Savunmanın Özeti : Savunma verilmemiştir.
Danıştay Savcısı …’ın Düşüncesi : İleri sürülen bozma nedenleri, 2577 sayılı İdari Yargılama Usulü Kanununun 49. maddesinin 1 numaralı bendinde öngörülen nedenlerden hiçbirisine girmediğinden, temyiz isteğinin reddi ile hukuka ve usul hükümlerine uygun bulunan, vergi mahkemesi kararının onanması gerekeceği düşünülmektedir.
Tetkik Hakimi …’nin Düşüncesi : İnceleme, katma değer vergisi indirimlerinin 3065 sayılı Yasanın 29. ve 34. maddesine uygun olarak kullanılıp kullanılmadığına yönelik olduğundan olayda işyerinde inceleme yapmayı gerektiren bir husus bulunmamaktadır.
Dolayısıyla defter ve belgelerin incelemeye ibraz edilmemesi nedeniyle olayda 213 sayılı Yasanın 30. maddesine göre re’sen tarh sebebi bulunduğundan, mahkemenin olayda re’sen tarh sebebinin mevcut olmadığı gerekcesiyle kaçakçılık cezasını kaldırmasında yasal isabet görülmemiştir.

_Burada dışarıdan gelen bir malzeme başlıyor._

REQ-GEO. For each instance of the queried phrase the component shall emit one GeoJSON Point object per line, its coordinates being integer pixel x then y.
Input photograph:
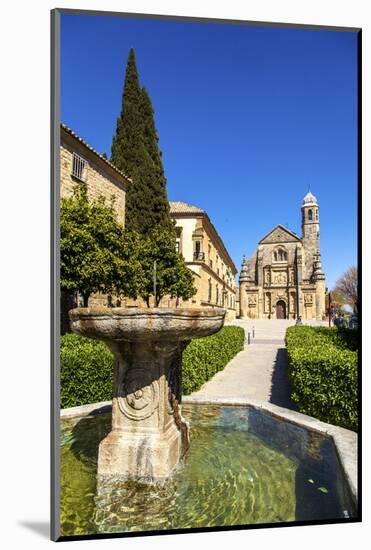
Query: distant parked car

Ancak yeniden verilecek kararda matrah farkının beyannameler üzerinden saptandığı dikkate alınarak kesilen kaçakçılık cezası hakkında bir karar verilmesi gerekmektedir.
Açıklanan nedenle, mahkeme kararının bozulması gerektiği düşünülmektedir.
TÜRK MİLLETİ ADINA

Hüküm veren Danıştay Onbirinci Dairesince işin gereği görüşüldü:
213 sayılı Vergi Usul Kanununun 139. maddesinde vergi incelemelerinin, esas itibarıyla incelemeye tabi olanın işyerinde yapılacağı, işyerinin müsait olmaması, ölüm, işin terk edilmesi gibi zaruri sebeplerle incelemenin iş yerinde yapılması imkansız olur veya mükellef ve vergi sorumluları isterlerse incelemenin dairede yapılacağı, incelemenin dairede yapılması halinde istenilen defter ve vesikaları belli edilen zamanda mazeretsiz olarak getirmeyenlerin, bunları ibraz etmemiş sayılacağı, aynı Kanunun, defter ve belgelerin ibraz mecburiyeti başlıklı 256. maddesinde ise, bu kanuna göre defter tutmak mecburiyetinde olan gerçek ve tüzel kişilerin bu kısım gereğince muhafaza ettikleri her türlü defter, vesika ve karneleri muhafaza süresi içinde yetkili makam ve memurların talebi üzerine ibraz ve inceleme için arz etmeye mecbur oldukları, 134. maddesinin 1. fıkrasında da, vergi incelemesinde maksadın, ödenmesi gereken vergilerin doğruluğunu araştırmak, tespit etmek ve sağlamak olduğu hüküm altına alınmıştır.
3065 sayılı Katma Değer Vergisi Kanununun 29. maddesinde, mükelleflerin yaptıkları vergiye tabi işlemler üzerinden hesaplanan katma değer vergisinden, kendilerine yapılan teslim ve hizmetler dolayısıyla hesaplanarak düzenlenen fatura ve benzeri vesikalarda gösterilen katma değer vergisini indirebilecekleri belirtilmiş, aynı Kanunun 34. maddesinin 1. fıkrasında; yurt içinden sağlanan veya ithal edilen mal ve hizmetlere ait katma değer vergisinin, alış faturası veya benzeri vesikalar ve gümrük makbuzu üzerinde ayrıca gösterilmek ve bu vesikalar kanuni defterlere kaydedilmek şartıyla indirilebileceği, 54. maddesinin 1. fıkrasında da katma değer vergisi mükelleflerinin, tutulması mecburi defter kayıtlarını bu verginin hesaplanmasına ve kontrolüne imkan verecek şekilde düzenlemeleri gerektiği hükme bağlanmış, fıkranın devamında, bu kayıtlarda yer alması gereken asgari hususlar dört bent halinde sayılmıştır.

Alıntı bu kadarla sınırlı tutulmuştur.